As I waded along into the night, the black mists curled and creamed in the humid darkness like an unspoken fear trying to form itself on the edge of consciousness.

A trick of the thick air, the moon of blood leered down upon its reflection on the dark waters of the flooded street. Ripples of its long bloody image flowed from the floating dead body of a cat, looking like fingers caressing its kill.

The cat’s death apparently hadn’t been pretty nor was its corpse. The night became colder than it should have been. Much, much colder.

Rind, the Angelus of Death, whispered in my blood. “At night the dead come back to drink from the living.”

I didn’t need Rind to tell me that the night was not my friend. Too much death had happened too recently.

Spirits, lost and angry, were walking beside me. Torn clothing. Hollow eyes of shadows. Sharp, white teeth.

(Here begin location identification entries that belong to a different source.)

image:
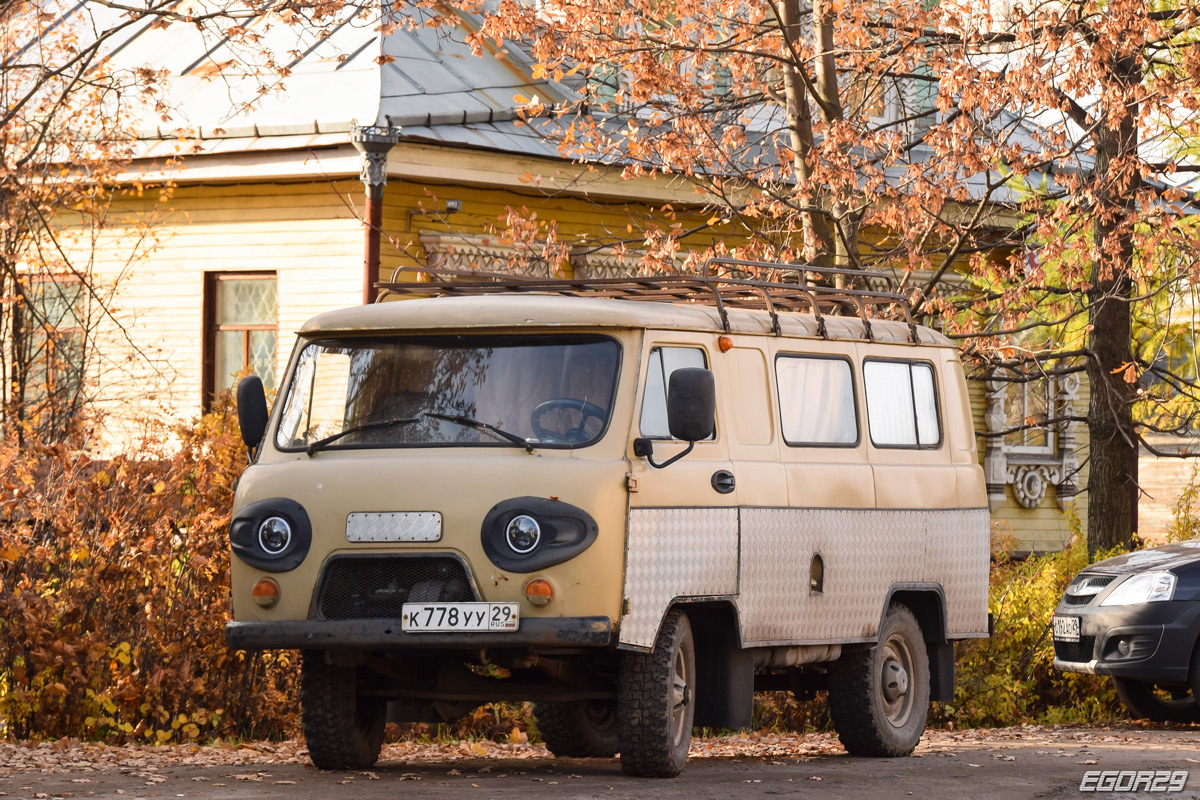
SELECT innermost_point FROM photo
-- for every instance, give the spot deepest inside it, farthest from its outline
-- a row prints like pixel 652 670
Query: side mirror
pixel 691 413
pixel 251 410
pixel 691 404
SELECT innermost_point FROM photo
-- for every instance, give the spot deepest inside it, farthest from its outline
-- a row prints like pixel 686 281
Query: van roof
pixel 534 310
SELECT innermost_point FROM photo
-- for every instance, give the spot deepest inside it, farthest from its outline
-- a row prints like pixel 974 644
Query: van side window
pixel 901 404
pixel 816 401
pixel 664 360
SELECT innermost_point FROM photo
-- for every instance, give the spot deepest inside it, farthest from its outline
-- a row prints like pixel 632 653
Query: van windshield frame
pixel 547 390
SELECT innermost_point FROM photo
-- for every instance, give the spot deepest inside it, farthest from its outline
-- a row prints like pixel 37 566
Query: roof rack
pixel 719 290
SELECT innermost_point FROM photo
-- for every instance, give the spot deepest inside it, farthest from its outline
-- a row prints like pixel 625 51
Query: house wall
pixel 1162 480
pixel 151 352
pixel 1047 527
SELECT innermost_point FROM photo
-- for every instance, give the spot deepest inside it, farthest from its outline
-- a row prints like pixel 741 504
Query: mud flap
pixel 724 684
pixel 941 671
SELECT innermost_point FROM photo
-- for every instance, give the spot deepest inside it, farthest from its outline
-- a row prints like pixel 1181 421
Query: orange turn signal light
pixel 265 593
pixel 539 591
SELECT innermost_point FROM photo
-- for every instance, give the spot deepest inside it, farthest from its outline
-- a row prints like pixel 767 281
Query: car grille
pixel 1077 651
pixel 1093 583
pixel 364 587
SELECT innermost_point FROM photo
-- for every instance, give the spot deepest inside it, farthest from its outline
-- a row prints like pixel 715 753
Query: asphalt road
pixel 1009 764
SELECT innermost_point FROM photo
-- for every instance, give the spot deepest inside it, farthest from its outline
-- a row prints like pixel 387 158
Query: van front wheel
pixel 342 728
pixel 879 698
pixel 655 702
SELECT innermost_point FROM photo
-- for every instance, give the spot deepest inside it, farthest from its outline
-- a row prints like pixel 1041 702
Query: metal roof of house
pixel 423 79
pixel 541 311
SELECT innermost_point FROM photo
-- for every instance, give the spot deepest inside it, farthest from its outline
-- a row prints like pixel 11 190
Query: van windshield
pixel 539 391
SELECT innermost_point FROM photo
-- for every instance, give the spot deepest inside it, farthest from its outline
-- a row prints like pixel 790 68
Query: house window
pixel 54 334
pixel 241 322
pixel 1027 410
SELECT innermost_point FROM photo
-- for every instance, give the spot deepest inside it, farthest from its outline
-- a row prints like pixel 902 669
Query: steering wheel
pixel 579 434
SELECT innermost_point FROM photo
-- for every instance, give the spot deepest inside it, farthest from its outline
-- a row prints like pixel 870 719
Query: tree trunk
pixel 817 233
pixel 1113 477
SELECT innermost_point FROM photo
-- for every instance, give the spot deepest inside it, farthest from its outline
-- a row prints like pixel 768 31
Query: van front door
pixel 683 519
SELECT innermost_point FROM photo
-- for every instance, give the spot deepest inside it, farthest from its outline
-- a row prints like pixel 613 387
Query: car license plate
pixel 415 618
pixel 1066 629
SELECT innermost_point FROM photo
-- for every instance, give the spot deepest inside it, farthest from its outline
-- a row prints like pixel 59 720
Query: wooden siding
pixel 301 233
pixel 1047 527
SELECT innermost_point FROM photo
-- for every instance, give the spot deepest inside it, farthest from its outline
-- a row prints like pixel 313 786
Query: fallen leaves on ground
pixel 72 756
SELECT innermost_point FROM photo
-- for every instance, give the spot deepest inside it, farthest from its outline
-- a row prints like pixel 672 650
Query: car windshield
pixel 537 391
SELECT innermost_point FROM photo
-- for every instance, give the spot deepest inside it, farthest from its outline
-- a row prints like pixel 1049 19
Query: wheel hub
pixel 895 680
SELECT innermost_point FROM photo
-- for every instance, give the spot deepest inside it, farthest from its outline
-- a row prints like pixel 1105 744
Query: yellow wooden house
pixel 385 149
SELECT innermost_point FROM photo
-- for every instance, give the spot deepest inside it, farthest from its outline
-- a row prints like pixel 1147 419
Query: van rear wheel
pixel 342 727
pixel 579 729
pixel 655 702
pixel 879 698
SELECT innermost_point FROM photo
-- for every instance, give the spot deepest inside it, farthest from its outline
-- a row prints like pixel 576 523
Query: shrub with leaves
pixel 114 595
pixel 1009 678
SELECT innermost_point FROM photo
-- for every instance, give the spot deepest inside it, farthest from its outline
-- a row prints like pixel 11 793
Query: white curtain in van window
pixel 925 402
pixel 889 403
pixel 816 401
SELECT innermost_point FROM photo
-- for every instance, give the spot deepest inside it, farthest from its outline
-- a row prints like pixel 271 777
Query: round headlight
pixel 275 535
pixel 523 534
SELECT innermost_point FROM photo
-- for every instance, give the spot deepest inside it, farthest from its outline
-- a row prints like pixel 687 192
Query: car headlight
pixel 523 533
pixel 1143 588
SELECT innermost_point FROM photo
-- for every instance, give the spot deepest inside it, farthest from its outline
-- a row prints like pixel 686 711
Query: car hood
pixel 1167 557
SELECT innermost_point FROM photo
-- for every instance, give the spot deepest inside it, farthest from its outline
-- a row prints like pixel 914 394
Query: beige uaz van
pixel 634 503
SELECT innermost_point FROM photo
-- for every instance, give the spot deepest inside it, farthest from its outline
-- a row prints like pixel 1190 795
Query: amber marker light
pixel 265 593
pixel 539 591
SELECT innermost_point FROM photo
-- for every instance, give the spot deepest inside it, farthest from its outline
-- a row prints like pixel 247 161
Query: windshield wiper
pixel 472 422
pixel 355 428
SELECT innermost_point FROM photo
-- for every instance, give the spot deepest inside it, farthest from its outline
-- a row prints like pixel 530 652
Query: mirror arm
pixel 645 447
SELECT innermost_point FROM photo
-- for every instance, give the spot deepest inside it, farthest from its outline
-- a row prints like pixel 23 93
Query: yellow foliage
pixel 114 575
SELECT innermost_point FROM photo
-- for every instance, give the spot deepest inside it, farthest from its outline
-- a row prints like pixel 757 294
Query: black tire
pixel 879 698
pixel 579 729
pixel 342 728
pixel 1162 705
pixel 655 702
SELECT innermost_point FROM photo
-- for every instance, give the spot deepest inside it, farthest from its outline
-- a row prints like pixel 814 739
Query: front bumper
pixel 385 635
pixel 1158 638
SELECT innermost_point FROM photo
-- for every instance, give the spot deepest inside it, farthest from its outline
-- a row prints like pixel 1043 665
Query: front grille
pixel 372 587
pixel 1077 651
pixel 1084 589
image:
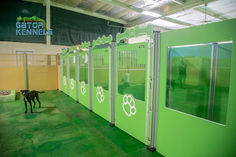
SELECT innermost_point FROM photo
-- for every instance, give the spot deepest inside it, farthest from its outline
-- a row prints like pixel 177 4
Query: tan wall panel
pixel 12 78
pixel 42 78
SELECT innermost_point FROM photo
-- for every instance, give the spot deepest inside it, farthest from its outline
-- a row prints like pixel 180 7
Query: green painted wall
pixel 183 135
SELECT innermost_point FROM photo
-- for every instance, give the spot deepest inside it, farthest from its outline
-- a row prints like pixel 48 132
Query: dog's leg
pixel 25 106
pixel 37 97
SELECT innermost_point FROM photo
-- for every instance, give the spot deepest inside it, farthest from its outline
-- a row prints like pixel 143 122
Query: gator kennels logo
pixel 31 26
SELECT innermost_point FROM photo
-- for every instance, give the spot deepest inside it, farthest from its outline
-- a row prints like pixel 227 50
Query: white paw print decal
pixel 64 80
pixel 72 83
pixel 129 105
pixel 100 94
pixel 82 86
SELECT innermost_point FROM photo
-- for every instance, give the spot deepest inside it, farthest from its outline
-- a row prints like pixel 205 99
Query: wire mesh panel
pixel 72 80
pixel 101 94
pixel 64 73
pixel 42 72
pixel 83 73
pixel 131 88
pixel 12 72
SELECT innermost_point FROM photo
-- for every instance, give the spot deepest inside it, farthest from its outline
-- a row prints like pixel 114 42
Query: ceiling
pixel 165 14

Long, writhing fingers slowly closing and unclosing.

Because of Rind’s blood in my veins, I could see them slowly circling me, hear their trailing, splashing steps behind me, feel the heat of their sunken, hungry eyes upon my back and throat.

Were they soul-echoes, mere refracted memory of a will? Or were there such things as literal ghosts? Just because I could see them didn’t mean that I understood what they were.

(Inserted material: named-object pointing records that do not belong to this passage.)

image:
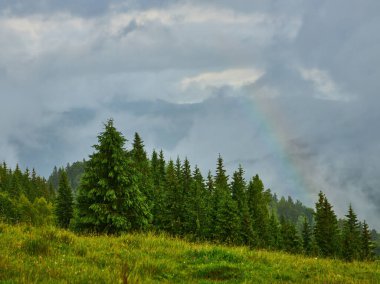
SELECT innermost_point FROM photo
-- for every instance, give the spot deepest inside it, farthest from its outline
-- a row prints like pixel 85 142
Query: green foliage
pixel 109 199
pixel 290 239
pixel 225 212
pixel 307 241
pixel 142 170
pixel 64 202
pixel 258 203
pixel 351 237
pixel 366 244
pixel 48 255
pixel 326 231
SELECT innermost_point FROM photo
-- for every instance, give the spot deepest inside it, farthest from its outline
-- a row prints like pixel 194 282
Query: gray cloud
pixel 289 90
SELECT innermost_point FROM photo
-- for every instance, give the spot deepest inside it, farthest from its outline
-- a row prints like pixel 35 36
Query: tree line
pixel 124 190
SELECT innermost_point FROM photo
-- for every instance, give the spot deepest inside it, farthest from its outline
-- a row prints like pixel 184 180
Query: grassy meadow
pixel 50 255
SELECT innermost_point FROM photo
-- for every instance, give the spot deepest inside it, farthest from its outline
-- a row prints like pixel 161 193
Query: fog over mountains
pixel 288 89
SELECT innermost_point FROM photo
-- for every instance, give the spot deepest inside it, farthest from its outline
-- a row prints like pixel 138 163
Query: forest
pixel 119 190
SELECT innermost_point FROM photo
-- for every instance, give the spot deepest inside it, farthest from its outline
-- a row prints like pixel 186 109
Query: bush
pixel 37 246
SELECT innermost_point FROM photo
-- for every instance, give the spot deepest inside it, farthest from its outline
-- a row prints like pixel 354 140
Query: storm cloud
pixel 288 89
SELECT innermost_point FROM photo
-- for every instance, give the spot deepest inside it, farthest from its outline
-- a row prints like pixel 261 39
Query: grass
pixel 46 255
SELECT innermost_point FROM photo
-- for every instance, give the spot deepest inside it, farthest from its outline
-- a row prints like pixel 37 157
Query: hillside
pixel 31 255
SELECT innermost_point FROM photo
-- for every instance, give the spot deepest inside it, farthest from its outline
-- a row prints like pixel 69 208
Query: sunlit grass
pixel 41 255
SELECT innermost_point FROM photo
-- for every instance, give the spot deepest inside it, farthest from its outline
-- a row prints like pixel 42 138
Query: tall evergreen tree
pixel 258 203
pixel 239 188
pixel 171 213
pixel 64 202
pixel 351 236
pixel 196 204
pixel 226 216
pixel 109 199
pixel 326 232
pixel 306 237
pixel 367 246
pixel 290 239
pixel 186 192
pixel 157 166
pixel 142 170
pixel 274 232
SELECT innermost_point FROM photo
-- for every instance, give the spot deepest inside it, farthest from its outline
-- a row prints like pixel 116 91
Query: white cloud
pixel 325 86
pixel 235 78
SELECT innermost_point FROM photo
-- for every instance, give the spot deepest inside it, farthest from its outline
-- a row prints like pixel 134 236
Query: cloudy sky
pixel 289 89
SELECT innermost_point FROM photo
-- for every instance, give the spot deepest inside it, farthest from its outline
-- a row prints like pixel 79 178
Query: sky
pixel 288 89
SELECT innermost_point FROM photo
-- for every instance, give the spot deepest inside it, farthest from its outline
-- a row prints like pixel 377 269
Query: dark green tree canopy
pixel 109 199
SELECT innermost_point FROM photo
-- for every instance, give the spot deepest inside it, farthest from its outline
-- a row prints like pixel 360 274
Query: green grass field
pixel 50 255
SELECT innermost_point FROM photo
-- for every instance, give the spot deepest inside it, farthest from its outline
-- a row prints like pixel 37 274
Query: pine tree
pixel 274 233
pixel 351 236
pixel 290 239
pixel 239 188
pixel 306 237
pixel 109 199
pixel 196 204
pixel 226 215
pixel 142 170
pixel 367 246
pixel 171 212
pixel 64 202
pixel 186 192
pixel 326 232
pixel 258 203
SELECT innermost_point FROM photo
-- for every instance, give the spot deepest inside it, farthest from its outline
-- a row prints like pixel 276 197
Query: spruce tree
pixel 64 202
pixel 351 236
pixel 109 199
pixel 170 214
pixel 239 188
pixel 197 219
pixel 290 239
pixel 367 245
pixel 143 174
pixel 186 192
pixel 306 237
pixel 274 232
pixel 326 232
pixel 226 215
pixel 258 202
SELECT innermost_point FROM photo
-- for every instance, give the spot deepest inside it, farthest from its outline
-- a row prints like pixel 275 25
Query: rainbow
pixel 277 134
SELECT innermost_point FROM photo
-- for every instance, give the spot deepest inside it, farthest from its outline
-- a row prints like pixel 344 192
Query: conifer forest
pixel 121 189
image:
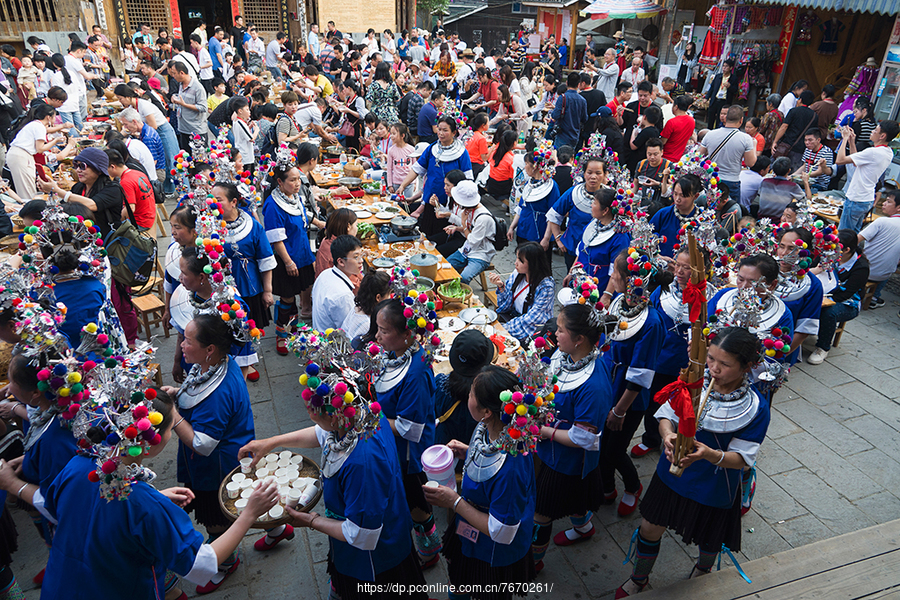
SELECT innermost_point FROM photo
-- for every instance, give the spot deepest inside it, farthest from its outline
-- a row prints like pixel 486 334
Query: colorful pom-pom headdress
pixel 115 420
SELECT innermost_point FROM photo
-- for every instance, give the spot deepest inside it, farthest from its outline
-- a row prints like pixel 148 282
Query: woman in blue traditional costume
pixel 134 533
pixel 213 420
pixel 574 208
pixel 441 157
pixel 703 505
pixel 287 229
pixel 632 358
pixel 603 238
pixel 251 256
pixel 489 540
pixel 568 479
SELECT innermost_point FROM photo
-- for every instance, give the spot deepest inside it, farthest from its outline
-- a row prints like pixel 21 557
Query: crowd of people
pixel 598 166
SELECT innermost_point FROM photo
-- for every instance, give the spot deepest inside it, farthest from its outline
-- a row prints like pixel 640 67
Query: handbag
pixel 782 148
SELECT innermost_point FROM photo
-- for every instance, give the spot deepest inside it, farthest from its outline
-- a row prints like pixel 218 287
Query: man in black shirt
pixel 794 127
pixel 595 99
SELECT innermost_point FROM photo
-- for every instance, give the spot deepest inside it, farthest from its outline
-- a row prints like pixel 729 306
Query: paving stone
pixel 802 530
pixel 816 422
pixel 845 478
pixel 836 512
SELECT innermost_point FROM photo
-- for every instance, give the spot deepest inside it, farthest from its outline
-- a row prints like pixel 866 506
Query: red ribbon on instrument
pixel 694 295
pixel 678 395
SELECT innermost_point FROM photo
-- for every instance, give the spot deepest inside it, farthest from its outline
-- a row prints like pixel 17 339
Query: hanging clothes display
pixel 863 83
pixel 806 21
pixel 715 37
pixel 831 29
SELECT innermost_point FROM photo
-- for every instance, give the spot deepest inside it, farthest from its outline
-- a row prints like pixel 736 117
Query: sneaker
pixel 817 357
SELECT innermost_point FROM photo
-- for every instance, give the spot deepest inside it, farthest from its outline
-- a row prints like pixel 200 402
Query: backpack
pixel 270 142
pixel 132 254
pixel 500 240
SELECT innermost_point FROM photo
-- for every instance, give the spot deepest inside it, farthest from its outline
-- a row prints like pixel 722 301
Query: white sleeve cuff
pixel 585 439
pixel 408 430
pixel 747 450
pixel 38 502
pixel 666 412
pixel 205 566
pixel 642 377
pixel 359 538
pixel 809 326
pixel 267 264
pixel 554 217
pixel 500 533
pixel 204 444
pixel 276 235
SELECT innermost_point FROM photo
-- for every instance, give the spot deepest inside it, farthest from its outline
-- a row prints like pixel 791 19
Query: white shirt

I turned the corner and came upon the startled, fragile grace of a too-white egret standing alert in the middle of the flooded street, staring back at me. Its long sleek neck slowly cocked its sloping head at me.

Then, gathering its huge wings, it launched itself into the air with its long black legs. I saw the spirits of the dead around me longingly stare after its curved flight of grace and freedom into the dark sky.

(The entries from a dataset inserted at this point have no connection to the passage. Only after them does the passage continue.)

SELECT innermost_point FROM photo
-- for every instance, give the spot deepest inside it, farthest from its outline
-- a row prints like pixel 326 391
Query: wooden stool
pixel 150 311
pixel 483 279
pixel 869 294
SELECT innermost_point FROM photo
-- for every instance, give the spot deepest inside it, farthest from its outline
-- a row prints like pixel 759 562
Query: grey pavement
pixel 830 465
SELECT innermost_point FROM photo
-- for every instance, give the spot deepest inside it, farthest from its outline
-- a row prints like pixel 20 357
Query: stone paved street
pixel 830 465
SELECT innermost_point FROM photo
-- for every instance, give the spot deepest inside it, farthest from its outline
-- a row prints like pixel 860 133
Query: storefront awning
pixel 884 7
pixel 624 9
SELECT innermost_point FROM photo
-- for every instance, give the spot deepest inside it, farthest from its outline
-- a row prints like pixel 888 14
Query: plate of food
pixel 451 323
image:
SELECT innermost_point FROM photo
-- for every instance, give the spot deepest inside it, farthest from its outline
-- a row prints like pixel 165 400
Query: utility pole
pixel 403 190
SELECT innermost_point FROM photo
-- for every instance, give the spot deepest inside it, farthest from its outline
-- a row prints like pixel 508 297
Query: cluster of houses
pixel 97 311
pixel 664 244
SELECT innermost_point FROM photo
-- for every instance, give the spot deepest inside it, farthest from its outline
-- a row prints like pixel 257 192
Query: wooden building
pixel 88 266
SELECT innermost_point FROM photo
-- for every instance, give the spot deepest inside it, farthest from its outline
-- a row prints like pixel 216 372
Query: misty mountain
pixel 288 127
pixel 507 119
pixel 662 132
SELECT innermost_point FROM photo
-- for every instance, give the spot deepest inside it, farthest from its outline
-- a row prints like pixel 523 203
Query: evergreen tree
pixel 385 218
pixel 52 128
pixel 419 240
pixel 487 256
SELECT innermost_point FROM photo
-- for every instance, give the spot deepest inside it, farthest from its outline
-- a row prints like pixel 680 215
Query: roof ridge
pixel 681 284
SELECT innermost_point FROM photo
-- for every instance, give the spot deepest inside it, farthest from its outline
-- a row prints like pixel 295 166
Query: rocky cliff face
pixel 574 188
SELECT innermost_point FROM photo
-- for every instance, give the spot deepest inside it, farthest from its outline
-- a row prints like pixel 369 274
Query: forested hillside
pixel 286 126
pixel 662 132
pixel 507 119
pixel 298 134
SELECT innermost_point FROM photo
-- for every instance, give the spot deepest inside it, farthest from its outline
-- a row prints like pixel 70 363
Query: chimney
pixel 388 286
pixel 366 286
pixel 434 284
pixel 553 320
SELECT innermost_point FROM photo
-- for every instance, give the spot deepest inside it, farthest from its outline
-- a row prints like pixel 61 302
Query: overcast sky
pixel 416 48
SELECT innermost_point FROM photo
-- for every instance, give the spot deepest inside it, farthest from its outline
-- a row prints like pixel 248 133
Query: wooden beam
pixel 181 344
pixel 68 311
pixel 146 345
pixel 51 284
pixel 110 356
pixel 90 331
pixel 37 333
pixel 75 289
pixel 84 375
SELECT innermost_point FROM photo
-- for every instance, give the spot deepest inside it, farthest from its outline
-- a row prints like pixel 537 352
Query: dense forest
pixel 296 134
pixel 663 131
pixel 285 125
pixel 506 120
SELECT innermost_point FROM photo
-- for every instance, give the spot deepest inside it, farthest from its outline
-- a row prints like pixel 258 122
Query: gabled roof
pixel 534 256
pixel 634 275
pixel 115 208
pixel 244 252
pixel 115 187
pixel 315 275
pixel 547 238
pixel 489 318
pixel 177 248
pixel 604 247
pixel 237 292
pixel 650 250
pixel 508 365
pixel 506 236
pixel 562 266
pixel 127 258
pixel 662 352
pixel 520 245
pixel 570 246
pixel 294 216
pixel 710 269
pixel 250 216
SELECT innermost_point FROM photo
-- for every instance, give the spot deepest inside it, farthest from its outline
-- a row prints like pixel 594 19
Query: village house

I felt a tug on my left jacket sleeve. I looked down. My chest grew cold. The dead face of a little girl was looking up at me.

Or rather the face of her lost, wandering spirit, her full black eyes glistening like twin pools of oil. Her face was a wrenching mix of fear and longing. She tried to speak.

Nothing came out of her moving lips. Looking like she was on the verge of tears, she tugged on my sleeve again and pointed to the end of the block. I followed her broken-nailed finger. I shivered.

She was pointing to her own corpse.

I took in a ragged breath I didn’t need to compose myself. The Convention Center would have to wait. I had sworn a long time ago that no child would ever ask my help without getting it.

A haunted singing was faint on the breeze. Somewhere the dead had found their voices.

I nodded to the girl’s spirit and waded to her corpse, the force of the rushing flood waters having washed it up onto the sidewalk and against a store front where it slowly bobbed in place. I saw the girl’s spirit out of the corner of my eye, studying the shell of flesh she had once worn.

Her head was turned slightly to one side. The expression to her face was sorrowful and wistful at the same time. She pointed again.

I followed the trembling finger. A rosary all wrapped up in the balled fingers of her left hand. She gestured sharply, then looked at me with eyes echoing things I did not want to see.

I nodded again and kneeled down beside the girl’s swollen corpse. I pried the rosary loose, wrapping it around the fingers of my own gloved left hand.

I looked up at the girl’s spirit. She just stood there frowning as if in concentration. Her brow furrowed, her tiny fists balled, and her jaws clenched. I could swear beads of sweat appeared on her ghostly forehead.

I jerked as suddenly guttural words were forced from the long-dead throat of the corpse at my boots. “T-Tell M-Mama … peaceful now.”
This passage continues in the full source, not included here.